The Battle of S.1955 should not have been joined. In a just, rational world it would not have been fought. But insurgents wanted to change the status quo. This time, the insurgents lost; the status quo remains.
Most Americans didn't know about the Battle of S.1955. It didn't garner press coverage -- even page-36, below-the-fold coverage. It never made it to the 60-second television blips. The internet bloggers largely overlooked this foray into healthcare insurance minutiae.
S.1955 was fought on a legislative battlefield, buried in the Health Insurance Marketplace Modernization and Affordability Act of 2006.
The bone of contention was "mandated" screenings -- specifically, screenings for cancer.
Over the past few decades states have ruled that insurers doing business in their state must offer screenings for breast cancer, colorectal cancer and cervical cancer, along with coverage for off-label prescription drugs and participation in clinical trials. Most insured Americans assume that "of course" their plan will cover mammograms, pap smears and colonoscopies. And most Americans with cancer assume that if their physician prescribes a legal medication, their plan will cover it. Ditto for clinical trials: Patients assume that if they can get into one, their plan will cover the expenses.
The "of courses," of course, are not set in stone. Many are buttressed by state laws.
S.1955 proposed to change that. Under S.1955 plans would not have had to cover these services. Plans would have had to offer to cover these services. The semantic distinction masks a potent assault. Employers could choose "bare-bones" plans stripped of these benefits. We have a new "of course." These stripped-down plans would of course be cheaper. That was the point.

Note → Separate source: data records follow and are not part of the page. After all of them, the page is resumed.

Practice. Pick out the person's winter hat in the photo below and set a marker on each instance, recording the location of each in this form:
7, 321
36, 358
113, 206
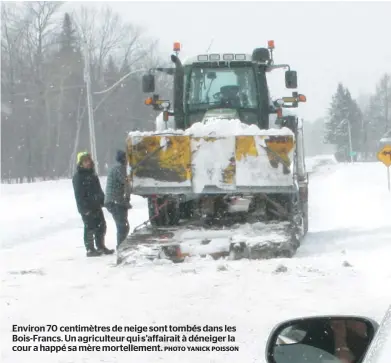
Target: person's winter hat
81, 156
121, 156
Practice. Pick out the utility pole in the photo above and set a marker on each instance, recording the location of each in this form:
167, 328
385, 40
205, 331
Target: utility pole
91, 122
350, 142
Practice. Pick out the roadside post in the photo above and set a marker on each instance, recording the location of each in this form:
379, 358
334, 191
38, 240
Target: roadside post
384, 155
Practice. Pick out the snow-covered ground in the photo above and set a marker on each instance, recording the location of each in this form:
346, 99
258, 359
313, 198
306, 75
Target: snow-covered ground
343, 266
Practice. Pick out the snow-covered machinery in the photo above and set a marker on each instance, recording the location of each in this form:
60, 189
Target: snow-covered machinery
224, 171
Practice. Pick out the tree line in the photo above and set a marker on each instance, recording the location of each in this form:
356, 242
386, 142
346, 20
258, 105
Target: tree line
355, 131
44, 116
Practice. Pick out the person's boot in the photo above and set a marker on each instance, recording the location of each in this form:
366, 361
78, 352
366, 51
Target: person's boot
92, 252
105, 251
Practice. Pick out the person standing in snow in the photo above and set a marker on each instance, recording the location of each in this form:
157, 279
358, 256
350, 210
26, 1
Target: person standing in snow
89, 200
117, 199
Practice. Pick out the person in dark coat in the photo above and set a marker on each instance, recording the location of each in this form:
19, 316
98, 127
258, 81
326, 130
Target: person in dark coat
117, 199
90, 200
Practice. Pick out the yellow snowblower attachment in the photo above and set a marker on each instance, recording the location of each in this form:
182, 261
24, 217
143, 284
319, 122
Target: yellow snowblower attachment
179, 164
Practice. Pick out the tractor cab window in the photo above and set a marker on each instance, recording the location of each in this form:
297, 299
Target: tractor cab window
223, 86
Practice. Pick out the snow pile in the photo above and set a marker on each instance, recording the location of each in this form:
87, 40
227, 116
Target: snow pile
211, 158
232, 127
271, 238
161, 125
314, 163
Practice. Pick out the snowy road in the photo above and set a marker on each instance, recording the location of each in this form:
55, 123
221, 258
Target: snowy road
343, 266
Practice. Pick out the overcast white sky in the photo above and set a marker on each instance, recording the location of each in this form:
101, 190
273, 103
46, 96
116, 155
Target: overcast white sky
326, 42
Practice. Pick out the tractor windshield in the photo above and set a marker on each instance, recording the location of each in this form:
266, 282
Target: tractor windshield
230, 86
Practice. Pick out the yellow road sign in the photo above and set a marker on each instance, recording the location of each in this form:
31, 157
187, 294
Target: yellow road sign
384, 155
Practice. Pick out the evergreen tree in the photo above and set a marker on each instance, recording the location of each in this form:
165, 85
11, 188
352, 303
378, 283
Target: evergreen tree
344, 124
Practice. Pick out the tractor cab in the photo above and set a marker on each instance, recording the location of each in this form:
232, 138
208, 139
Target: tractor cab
227, 85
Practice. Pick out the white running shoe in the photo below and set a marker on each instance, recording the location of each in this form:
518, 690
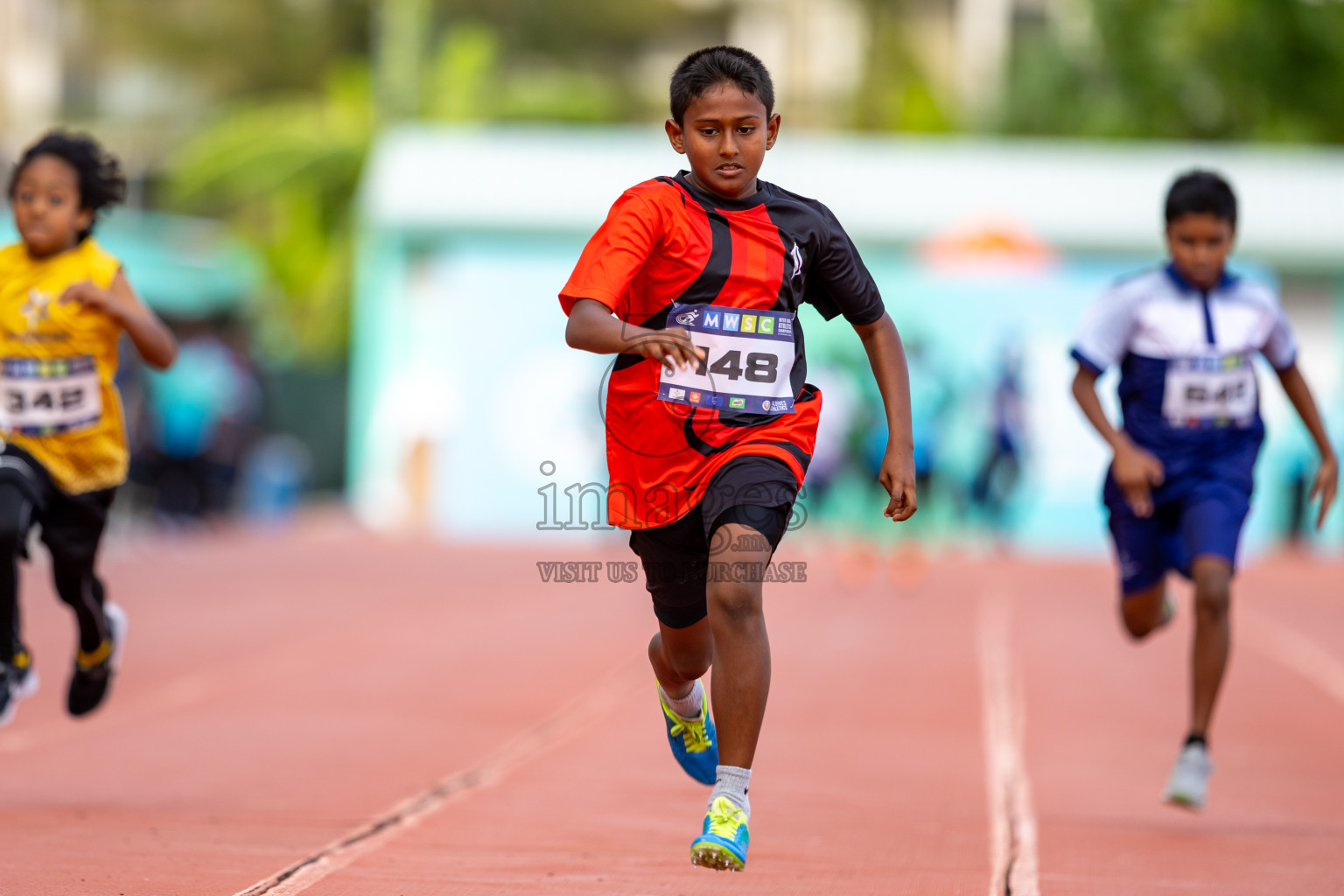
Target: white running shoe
1188, 783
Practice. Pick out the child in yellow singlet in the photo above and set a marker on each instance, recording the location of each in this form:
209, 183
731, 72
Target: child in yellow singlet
63, 305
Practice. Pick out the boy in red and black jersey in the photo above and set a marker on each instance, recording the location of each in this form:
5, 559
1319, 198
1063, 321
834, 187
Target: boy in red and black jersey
694, 283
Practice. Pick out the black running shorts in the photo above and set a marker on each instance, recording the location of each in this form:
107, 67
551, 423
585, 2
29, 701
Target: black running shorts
752, 491
72, 524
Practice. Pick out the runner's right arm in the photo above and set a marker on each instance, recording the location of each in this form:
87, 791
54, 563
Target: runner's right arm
1135, 471
592, 328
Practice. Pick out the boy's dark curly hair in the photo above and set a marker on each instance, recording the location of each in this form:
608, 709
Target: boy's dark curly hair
1201, 192
711, 66
101, 182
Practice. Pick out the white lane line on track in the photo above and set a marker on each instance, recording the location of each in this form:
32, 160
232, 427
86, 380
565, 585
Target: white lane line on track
1293, 649
381, 830
1012, 821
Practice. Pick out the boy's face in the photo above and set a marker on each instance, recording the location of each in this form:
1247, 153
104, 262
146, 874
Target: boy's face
1199, 245
724, 137
46, 206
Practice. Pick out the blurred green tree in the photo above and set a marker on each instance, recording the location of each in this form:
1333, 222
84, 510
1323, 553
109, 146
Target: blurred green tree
1208, 70
284, 172
283, 160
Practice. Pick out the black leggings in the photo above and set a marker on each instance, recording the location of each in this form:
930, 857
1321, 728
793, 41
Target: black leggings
74, 578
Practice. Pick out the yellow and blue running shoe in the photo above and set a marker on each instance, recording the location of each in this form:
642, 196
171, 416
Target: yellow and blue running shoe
724, 845
694, 742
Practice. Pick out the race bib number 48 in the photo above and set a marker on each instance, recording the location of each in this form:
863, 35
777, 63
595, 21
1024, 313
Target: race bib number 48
47, 396
747, 364
1210, 391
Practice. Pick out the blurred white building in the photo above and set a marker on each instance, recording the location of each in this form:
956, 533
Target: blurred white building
30, 69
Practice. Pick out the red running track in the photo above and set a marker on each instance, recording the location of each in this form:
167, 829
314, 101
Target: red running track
328, 712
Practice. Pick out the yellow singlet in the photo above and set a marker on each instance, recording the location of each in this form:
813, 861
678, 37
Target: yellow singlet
58, 360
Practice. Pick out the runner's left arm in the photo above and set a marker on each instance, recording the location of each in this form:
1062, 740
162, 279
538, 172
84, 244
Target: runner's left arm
152, 338
1328, 474
887, 358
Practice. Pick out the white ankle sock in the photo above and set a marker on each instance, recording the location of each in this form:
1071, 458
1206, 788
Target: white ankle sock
687, 707
732, 783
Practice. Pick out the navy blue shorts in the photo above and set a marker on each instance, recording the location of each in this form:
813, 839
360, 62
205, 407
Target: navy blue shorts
1190, 519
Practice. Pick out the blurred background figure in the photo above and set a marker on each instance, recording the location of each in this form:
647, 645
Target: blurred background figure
998, 476
200, 418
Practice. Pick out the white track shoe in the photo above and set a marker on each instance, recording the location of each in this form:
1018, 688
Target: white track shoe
1188, 783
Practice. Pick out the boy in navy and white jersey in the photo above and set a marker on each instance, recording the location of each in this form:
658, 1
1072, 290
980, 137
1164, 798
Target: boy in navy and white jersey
1184, 338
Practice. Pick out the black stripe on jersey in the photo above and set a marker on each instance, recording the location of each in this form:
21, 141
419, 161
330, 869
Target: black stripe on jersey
709, 283
712, 277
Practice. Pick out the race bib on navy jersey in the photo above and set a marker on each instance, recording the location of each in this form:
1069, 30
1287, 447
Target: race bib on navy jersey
749, 360
1210, 391
49, 396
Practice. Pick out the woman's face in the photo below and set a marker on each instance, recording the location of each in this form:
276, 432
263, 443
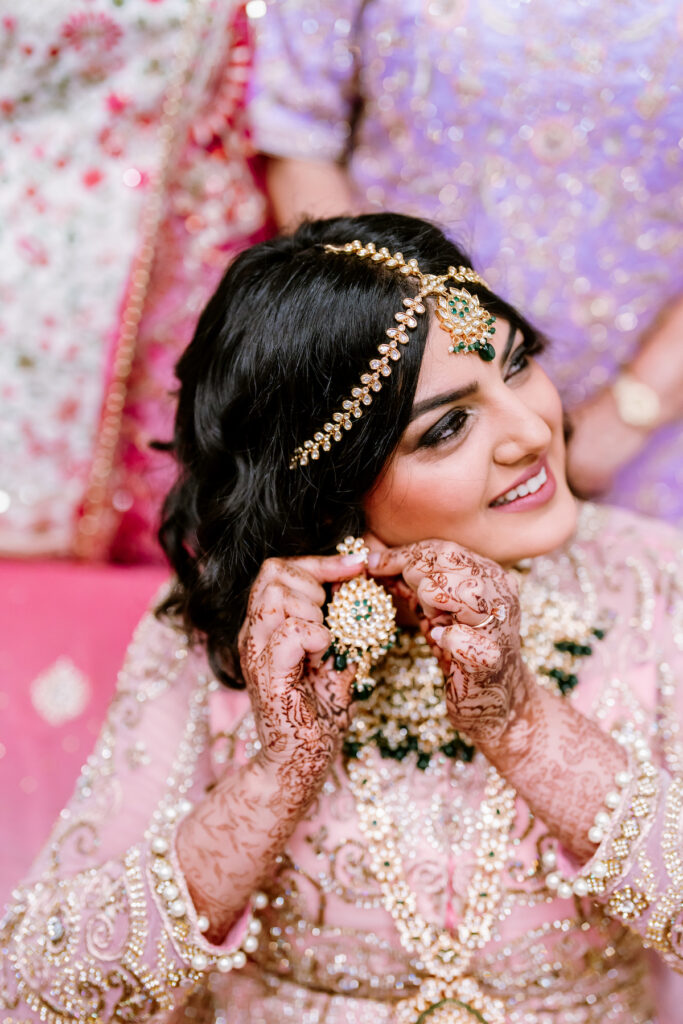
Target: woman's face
481, 462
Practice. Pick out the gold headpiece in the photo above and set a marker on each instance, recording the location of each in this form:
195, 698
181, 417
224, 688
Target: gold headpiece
459, 312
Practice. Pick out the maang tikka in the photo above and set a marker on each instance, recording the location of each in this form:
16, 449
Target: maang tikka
459, 312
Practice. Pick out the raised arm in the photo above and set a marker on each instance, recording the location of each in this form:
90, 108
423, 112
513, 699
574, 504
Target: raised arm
616, 808
303, 95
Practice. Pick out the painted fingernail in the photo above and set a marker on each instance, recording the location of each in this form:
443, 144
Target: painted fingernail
353, 559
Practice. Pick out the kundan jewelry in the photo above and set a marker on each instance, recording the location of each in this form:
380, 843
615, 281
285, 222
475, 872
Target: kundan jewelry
361, 619
410, 717
460, 313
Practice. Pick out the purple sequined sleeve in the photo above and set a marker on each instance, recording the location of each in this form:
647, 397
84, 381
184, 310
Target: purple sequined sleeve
302, 94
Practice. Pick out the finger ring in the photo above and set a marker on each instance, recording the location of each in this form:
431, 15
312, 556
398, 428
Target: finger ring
498, 614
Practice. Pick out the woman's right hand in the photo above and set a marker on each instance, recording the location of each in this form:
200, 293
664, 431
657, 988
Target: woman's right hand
228, 845
301, 705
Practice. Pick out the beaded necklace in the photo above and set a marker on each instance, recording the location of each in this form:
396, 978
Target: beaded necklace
410, 718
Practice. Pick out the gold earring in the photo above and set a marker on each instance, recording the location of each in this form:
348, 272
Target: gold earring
361, 617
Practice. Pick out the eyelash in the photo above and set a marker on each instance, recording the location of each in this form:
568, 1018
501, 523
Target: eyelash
455, 420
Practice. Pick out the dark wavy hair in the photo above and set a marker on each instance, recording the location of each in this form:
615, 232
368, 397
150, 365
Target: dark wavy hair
287, 335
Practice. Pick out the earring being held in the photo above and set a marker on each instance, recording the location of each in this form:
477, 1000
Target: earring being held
361, 617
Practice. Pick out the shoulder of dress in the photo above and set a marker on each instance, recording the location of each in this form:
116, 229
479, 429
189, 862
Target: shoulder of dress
610, 526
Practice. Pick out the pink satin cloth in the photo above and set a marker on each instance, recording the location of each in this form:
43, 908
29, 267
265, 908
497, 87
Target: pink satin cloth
94, 904
63, 631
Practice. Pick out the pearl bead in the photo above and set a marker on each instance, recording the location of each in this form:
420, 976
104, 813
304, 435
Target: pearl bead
581, 887
599, 869
602, 819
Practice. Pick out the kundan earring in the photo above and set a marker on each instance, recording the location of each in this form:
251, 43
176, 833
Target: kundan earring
361, 617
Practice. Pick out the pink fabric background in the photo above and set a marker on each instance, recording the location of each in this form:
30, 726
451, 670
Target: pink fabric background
50, 610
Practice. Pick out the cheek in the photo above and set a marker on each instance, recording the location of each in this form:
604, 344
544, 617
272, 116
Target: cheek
410, 505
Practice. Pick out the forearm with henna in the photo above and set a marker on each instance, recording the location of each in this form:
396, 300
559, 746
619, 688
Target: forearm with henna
227, 847
560, 762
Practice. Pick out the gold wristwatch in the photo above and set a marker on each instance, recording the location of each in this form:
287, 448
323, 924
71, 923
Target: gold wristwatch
637, 403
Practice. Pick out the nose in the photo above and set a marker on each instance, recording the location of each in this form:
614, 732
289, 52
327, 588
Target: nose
521, 432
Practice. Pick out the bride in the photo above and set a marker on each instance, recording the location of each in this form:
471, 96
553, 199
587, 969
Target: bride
400, 742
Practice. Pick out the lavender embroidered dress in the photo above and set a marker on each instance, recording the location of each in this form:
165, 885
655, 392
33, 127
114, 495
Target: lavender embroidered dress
545, 137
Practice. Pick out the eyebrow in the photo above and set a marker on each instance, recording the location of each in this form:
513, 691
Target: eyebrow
447, 397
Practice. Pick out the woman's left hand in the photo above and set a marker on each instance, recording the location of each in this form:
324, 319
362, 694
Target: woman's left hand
454, 593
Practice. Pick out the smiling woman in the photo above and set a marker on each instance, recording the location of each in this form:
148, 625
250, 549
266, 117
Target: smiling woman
484, 826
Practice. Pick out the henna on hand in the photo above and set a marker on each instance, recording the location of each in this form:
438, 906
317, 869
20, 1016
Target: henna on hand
228, 845
560, 762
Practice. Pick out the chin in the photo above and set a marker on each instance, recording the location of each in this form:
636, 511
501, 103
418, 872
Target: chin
540, 535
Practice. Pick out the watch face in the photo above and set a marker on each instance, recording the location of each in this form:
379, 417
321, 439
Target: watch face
637, 403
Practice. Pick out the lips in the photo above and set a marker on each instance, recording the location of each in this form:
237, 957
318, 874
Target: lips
529, 483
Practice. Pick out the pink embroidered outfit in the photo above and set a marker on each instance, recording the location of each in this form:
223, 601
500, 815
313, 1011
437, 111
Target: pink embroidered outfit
544, 137
103, 925
125, 189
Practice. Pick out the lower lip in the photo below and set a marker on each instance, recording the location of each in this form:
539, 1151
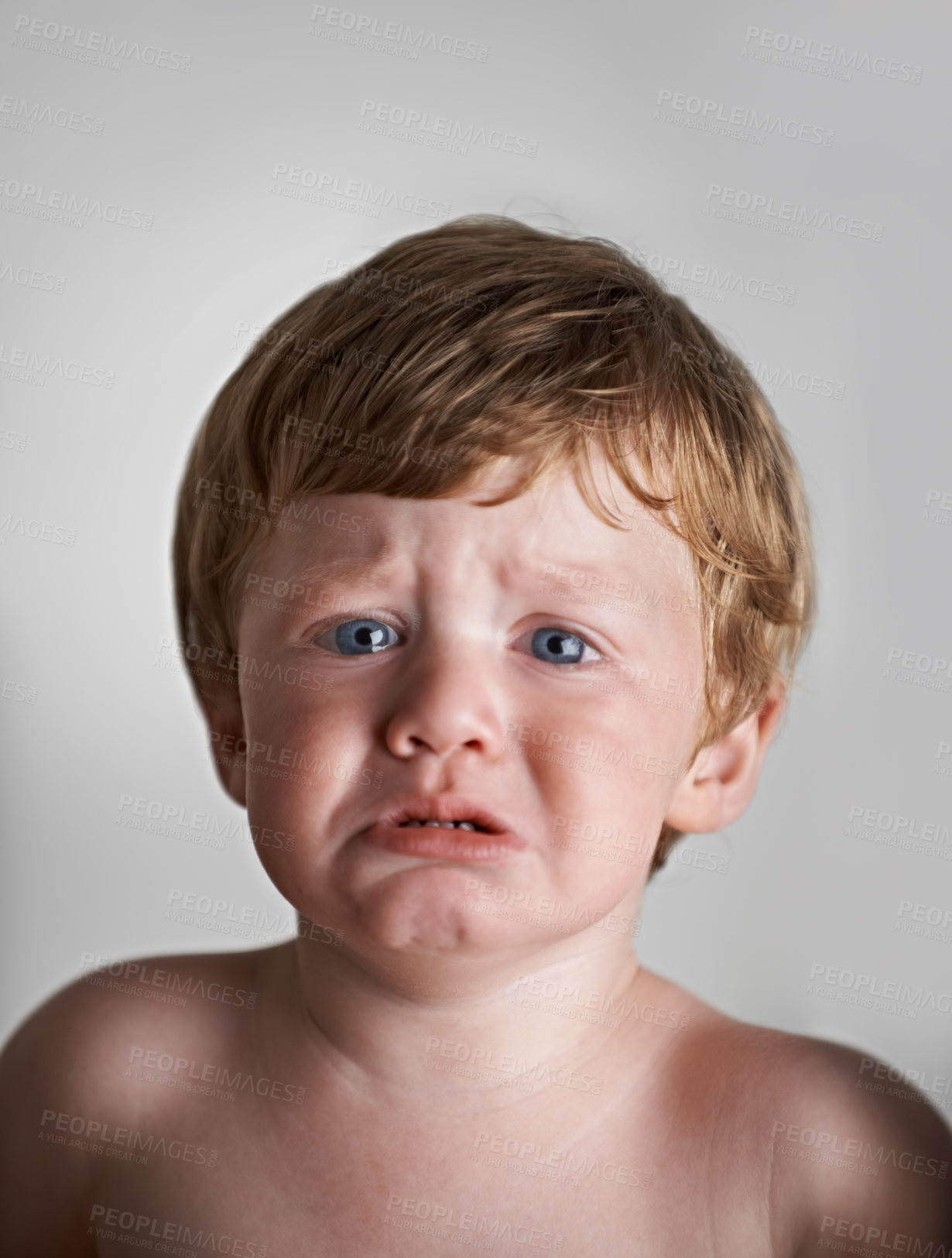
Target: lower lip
438, 843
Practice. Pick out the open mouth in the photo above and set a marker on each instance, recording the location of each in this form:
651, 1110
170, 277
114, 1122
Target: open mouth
448, 825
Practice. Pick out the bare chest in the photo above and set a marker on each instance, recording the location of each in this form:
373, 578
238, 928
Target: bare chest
267, 1177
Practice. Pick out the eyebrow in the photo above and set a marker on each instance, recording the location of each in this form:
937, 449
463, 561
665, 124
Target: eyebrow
386, 561
351, 567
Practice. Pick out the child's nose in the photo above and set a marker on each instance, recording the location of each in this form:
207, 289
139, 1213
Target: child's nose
446, 704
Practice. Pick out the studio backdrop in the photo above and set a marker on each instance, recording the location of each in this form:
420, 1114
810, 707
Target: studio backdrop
175, 177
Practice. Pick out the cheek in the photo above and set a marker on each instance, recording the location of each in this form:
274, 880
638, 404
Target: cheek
306, 750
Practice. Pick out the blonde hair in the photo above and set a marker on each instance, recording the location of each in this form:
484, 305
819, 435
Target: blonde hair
485, 338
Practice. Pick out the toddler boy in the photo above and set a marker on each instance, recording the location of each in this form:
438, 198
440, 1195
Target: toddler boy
492, 570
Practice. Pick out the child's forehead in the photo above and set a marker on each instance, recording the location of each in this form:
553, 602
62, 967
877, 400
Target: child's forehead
546, 531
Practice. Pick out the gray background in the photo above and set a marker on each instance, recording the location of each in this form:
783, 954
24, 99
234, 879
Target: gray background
94, 706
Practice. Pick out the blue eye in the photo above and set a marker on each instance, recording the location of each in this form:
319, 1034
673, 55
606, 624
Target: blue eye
557, 647
361, 637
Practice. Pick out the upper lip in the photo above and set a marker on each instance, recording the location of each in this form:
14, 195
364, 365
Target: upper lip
443, 808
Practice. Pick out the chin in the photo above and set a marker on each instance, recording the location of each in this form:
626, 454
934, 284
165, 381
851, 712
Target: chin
426, 909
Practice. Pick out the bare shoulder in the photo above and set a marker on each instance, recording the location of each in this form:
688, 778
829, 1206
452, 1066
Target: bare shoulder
847, 1159
67, 1080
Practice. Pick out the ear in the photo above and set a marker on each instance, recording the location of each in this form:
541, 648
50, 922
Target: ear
227, 739
721, 783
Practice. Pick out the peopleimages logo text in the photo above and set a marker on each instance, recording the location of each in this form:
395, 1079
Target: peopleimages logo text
790, 211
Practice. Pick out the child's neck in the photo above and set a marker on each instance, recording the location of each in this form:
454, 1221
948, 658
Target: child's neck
469, 1030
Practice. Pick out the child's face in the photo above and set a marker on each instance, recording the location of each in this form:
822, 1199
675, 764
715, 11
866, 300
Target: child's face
563, 702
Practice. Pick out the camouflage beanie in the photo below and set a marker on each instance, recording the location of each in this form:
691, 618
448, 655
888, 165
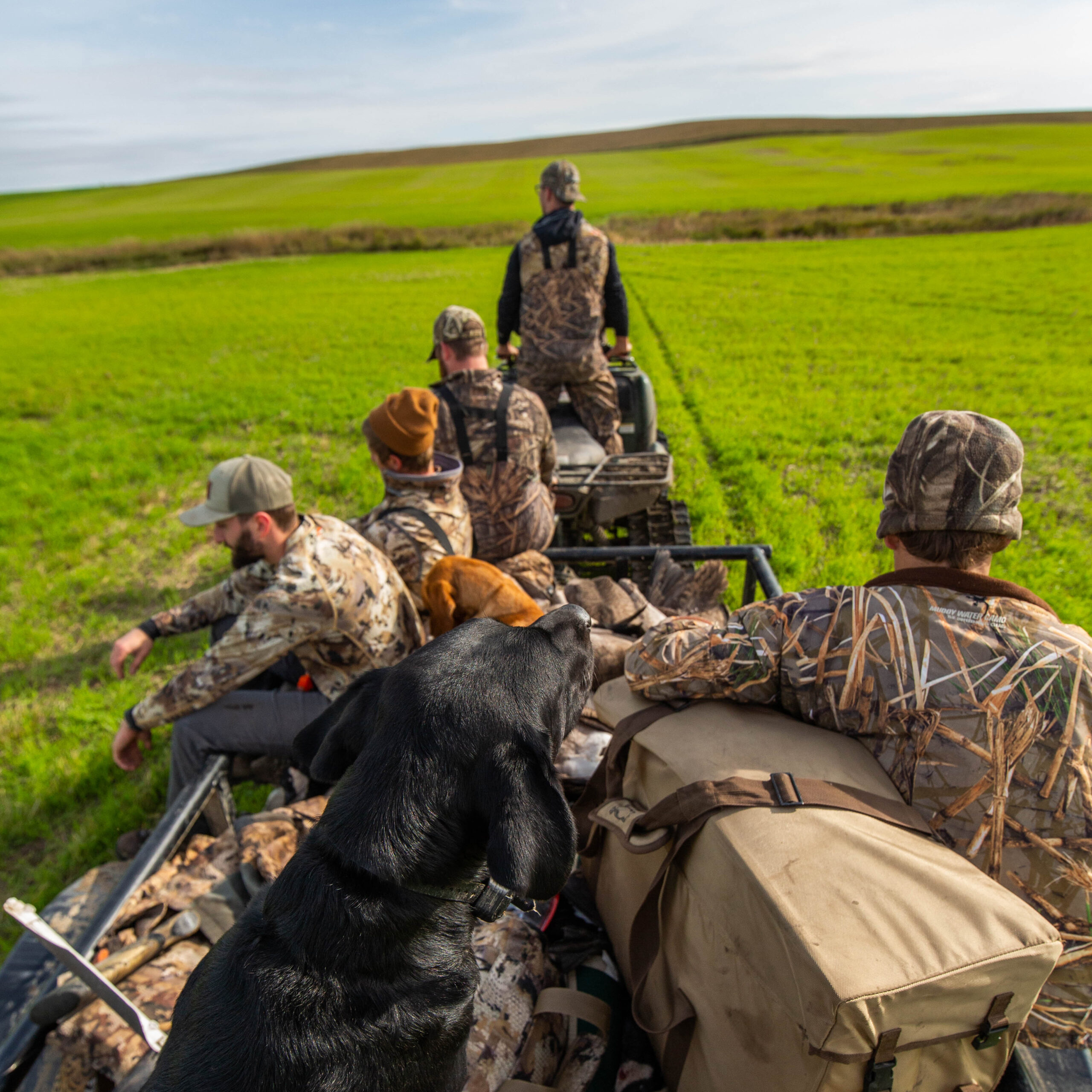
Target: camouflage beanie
954, 471
563, 180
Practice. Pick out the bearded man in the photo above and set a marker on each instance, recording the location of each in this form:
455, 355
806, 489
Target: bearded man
304, 587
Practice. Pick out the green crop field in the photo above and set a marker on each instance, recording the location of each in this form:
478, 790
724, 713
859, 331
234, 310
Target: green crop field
785, 373
780, 173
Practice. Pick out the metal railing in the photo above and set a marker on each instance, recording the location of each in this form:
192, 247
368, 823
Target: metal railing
759, 572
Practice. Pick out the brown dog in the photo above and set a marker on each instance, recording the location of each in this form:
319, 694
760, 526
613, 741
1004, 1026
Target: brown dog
461, 588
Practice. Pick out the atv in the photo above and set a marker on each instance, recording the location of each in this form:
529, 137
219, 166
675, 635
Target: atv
614, 512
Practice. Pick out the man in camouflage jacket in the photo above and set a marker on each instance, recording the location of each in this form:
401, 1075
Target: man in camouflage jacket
562, 290
504, 436
969, 691
423, 516
307, 584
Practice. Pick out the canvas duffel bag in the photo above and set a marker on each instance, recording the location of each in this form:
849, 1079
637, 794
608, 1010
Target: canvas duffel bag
783, 919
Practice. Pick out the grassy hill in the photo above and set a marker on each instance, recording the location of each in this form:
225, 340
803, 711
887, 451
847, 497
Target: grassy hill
785, 375
767, 173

The point wasn't to improve the nation's health. Screenings save lives; they allow for early detection of cancers that might otherwise prove fatal. Incorporating screenings into regular medical coverage is presumably the best way to get all Americans screened.
Maybe after a few years without mandatory screening, statisticians could test that hypothesis -- measuring the number of people who elected to be screened on their own, the number of employers who elected to include screening in their policies and the number of subsequent deaths that might have been prevented. But we already have statistical affirmation that screenings work: The United States' low mortality rate from cervical cancer is traced to routine Pap smears.
Mammograms are not so effective a preventive, but they are the best we have. And gastroenterologists can point to patients whose polyps were detected on routine colonoscopies.
So whatever money S 1955 promised to save, it would have come at a cost. Of course, employers wouldn't have borne those costs, just the families of the people left without a parent, a breadwinner, a child.
And the legislators who voted for S.1955 wouldn't have borne those costs. The federal government would not be cutting the health insurance coverage of our solons. As for those solons' constituents, maybe they are so wealthy they would pay for screenings on their own. Maybe they are so healthy they don't fear cancer. Or maybe they are so distrustful of government, so trusting in business, that they want to leave decisions about coverage solely to America's employers.
The bill needed 60 votes (for "cloture"). The bill got only 55. Most legislators voted along party lines. Republicans wanted S.1955; Democrats didn't. Check www.ascan.org/savemammograms to see how your legislators voted. The American Cancer Society is cheering the victory. I'm worried about the margin of victory. I'm frightened that S.1955 made it to the Senate floor.